Her mother scraped back her kitchen chair. “It beats me how that friendship has survived. She probably has all these fancy Riverdale friends by now. Well, you are a novelty, I will say that.”
And just like that, all of the sympathy Delores had been accruing for her mother that morning went out the window and down the sewer right in front of their apartment on the Grand Concourse in the Bronx.
A
S THEY RODE
toward Orchard Beach in Ellen's Toyota, Delores and Lester savored the briny fish smell of the water. They'd been on land for four days now. To them, that was akin to drowning, and although the soupy water of Orchard Beach was not comparable to the crystalline Springs, just the sight of it felt restorative. They spread their blanket on the beach, anchoring each corner with a shoe. Ellen had greeted Delores with a big hug when they first saw each other. “You are more gorgeous than I remembered,” she'd
said when she walked into the apartment. She'd picked up Westie and told him what a big boy he was, then thrown her arms around Lester and told him how happy she was to meet him. Delores was relieved that Ellen hadn't changed all that much, even if she did have a lot of fancy new friends.
When they got to the beach, they settled on the blanket for about two minutes before Delores shot Lester a look that said, “Let's go in.” She asked Westie to dig the biggest hole that anyone had ever dug and said she was sure Ellen would help. Then she and Lester ran down to the beach, dove in, and swam for a while.
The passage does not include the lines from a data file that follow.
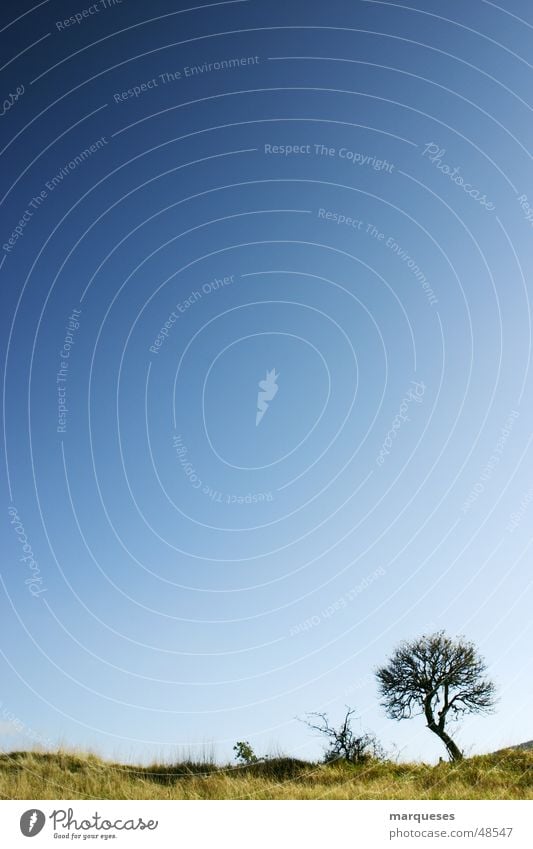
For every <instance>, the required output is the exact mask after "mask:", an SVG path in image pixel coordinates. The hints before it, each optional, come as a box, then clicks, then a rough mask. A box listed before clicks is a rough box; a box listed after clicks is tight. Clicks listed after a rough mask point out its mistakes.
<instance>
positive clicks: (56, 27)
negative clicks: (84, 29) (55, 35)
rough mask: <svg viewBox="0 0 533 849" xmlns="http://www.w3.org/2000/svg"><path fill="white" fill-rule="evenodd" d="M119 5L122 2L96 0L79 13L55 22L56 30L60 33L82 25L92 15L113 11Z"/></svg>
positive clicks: (121, 4)
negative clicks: (102, 12)
mask: <svg viewBox="0 0 533 849" xmlns="http://www.w3.org/2000/svg"><path fill="white" fill-rule="evenodd" d="M121 5H122V0H97V2H96V3H93V4H92V5H91V6H86V7H85V9H81V10H80V11H79V12H75V13H74V14H73V15H71V16H70V17H69V18H65V19H64V20H62V21H56V23H55V27H56V30H58V31H59V32H62V31H63V30H65V29H68V28H69V27H73V26H79V24H83V23H84V22H85V21H86V20H87V19H88V18H92V17H93V15H97V14H98V13H99V12H103V11H105V10H106V9H113V8H114V7H115V6H121Z"/></svg>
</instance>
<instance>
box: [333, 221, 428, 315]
mask: <svg viewBox="0 0 533 849" xmlns="http://www.w3.org/2000/svg"><path fill="white" fill-rule="evenodd" d="M317 217H318V218H321V219H323V220H324V221H329V222H330V223H332V224H335V225H337V226H340V227H349V228H351V229H353V230H357V232H358V233H361V234H363V235H366V236H370V238H372V239H375V240H376V241H377V242H381V243H382V244H383V246H384V247H386V248H388V249H389V250H390V251H391V252H392V253H393V254H395V255H396V256H397V257H398V259H401V260H402V262H404V263H405V264H406V266H407V268H408V269H409V271H411V272H412V274H413V275H414V277H416V279H417V281H418V282H419V283H420V285H421V286H422V289H423V291H424V294H425V295H426V298H427V299H428V301H429V303H430V304H431V305H433V304H437V303H438V300H437V297H436V295H435V292H434V291H433V289H432V288H431V286H430V283H429V280H428V279H427V277H426V275H425V274H424V272H423V271H422V270H421V269H420V268H419V266H418V265H417V264H416V262H415V261H414V259H413V258H412V257H411V256H410V255H409V254H408V253H407V251H406V250H404V249H403V248H402V247H401V246H400V245H399V244H398V242H397V241H396V240H395V239H393V237H392V236H387V234H386V233H383V232H382V231H381V230H379V228H378V227H376V225H375V224H372V223H370V222H368V223H367V222H365V221H363V220H362V219H360V218H354V217H353V216H351V215H345V214H344V213H342V212H337V211H335V210H332V209H326V208H325V207H320V208H319V210H318V212H317Z"/></svg>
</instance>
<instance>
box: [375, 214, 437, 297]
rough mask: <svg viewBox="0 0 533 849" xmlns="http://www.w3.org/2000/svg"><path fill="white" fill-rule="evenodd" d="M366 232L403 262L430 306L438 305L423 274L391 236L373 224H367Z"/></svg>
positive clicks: (415, 264) (417, 265)
mask: <svg viewBox="0 0 533 849" xmlns="http://www.w3.org/2000/svg"><path fill="white" fill-rule="evenodd" d="M366 232H367V234H368V235H369V236H371V238H373V239H377V241H378V242H383V245H384V246H385V247H386V248H387V249H388V250H389V251H391V252H392V253H393V254H394V255H395V256H397V257H398V259H401V261H402V262H405V264H406V266H407V268H408V269H409V271H411V272H412V274H413V275H414V277H416V279H417V281H418V282H419V283H420V285H421V286H422V289H423V291H424V294H425V296H426V298H427V299H428V301H429V303H430V304H431V305H433V304H436V303H438V301H437V298H436V296H435V293H434V291H433V289H432V288H431V286H430V285H429V281H428V279H427V277H426V275H425V274H424V272H423V271H422V270H421V269H420V268H419V266H418V265H417V264H416V262H415V261H414V259H413V258H412V257H411V256H409V254H408V253H407V251H406V250H404V248H402V247H401V245H400V244H399V243H398V242H397V241H396V240H395V239H393V237H392V236H387V235H386V234H385V233H382V232H381V230H379V229H378V228H377V227H376V226H375V225H374V224H368V225H367V228H366Z"/></svg>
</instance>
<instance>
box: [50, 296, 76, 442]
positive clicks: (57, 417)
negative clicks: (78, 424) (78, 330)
mask: <svg viewBox="0 0 533 849" xmlns="http://www.w3.org/2000/svg"><path fill="white" fill-rule="evenodd" d="M80 315H81V310H78V309H73V310H72V313H71V314H70V315H69V317H68V319H67V326H66V328H65V338H64V340H63V347H62V348H61V351H60V352H59V357H60V360H59V370H58V372H57V374H56V391H57V428H56V430H57V433H66V432H67V413H68V411H69V410H68V407H67V380H68V373H69V369H70V354H71V351H72V346H73V345H74V337H75V334H76V332H77V330H78V329H79V326H80V322H79V317H80Z"/></svg>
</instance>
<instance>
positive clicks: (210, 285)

Lester came up beside Delores. “Wanna put on a show?” he asked. “Here?” she answered. “Why not?” he said. “I'll bet none of these people have ever seen live mermaids before.” She glanced toward the shore where ladies were going into the water only waist deep so as not to mess their hair. Couples with kids were sitting on blankets eating sandwiches and potato chips. Two older couples were playing cards. “Bet you're right,” she said. “Let's do it.”
The saltwater stung their eyes, but they hardly noticed. They thrust themselves into swanlike forward leaps, keeping their arms, legs, and heads back as they swam forward; they spun pinwheels, turning somersaults with their back legs bent toward their heads and their front legs bent; they flew into a Weeki Wachee maneuver, the knee-back dolphin, doing back flips with one leg straight and one leg bent. From the shore, they looked like a pair of sharks who'd suddenly slipped into town, their swift motions cutting sharp angles in the surf. By and by, a crowd gathered. Delores spotted Ellen and Westie. Ellen waved and gave her the thumbs-up. She picked up Westie and he waved, too. Lester went through his dance sequence from “The Merfather.” Some of the ladies waded in up to their shoulders so they could get a closer look. Delores and Lester moved smoothly and quickly in every direction, making startling turns,
melting into the ripples, and seemingly never coming up for air. Nearly half an hour went by before they finished. When they finally stood up and walked toward shore, the crowd applauded. Delores overheard one woman say to another, “He's a real hunk, isn't he?” She was pointing at Lester.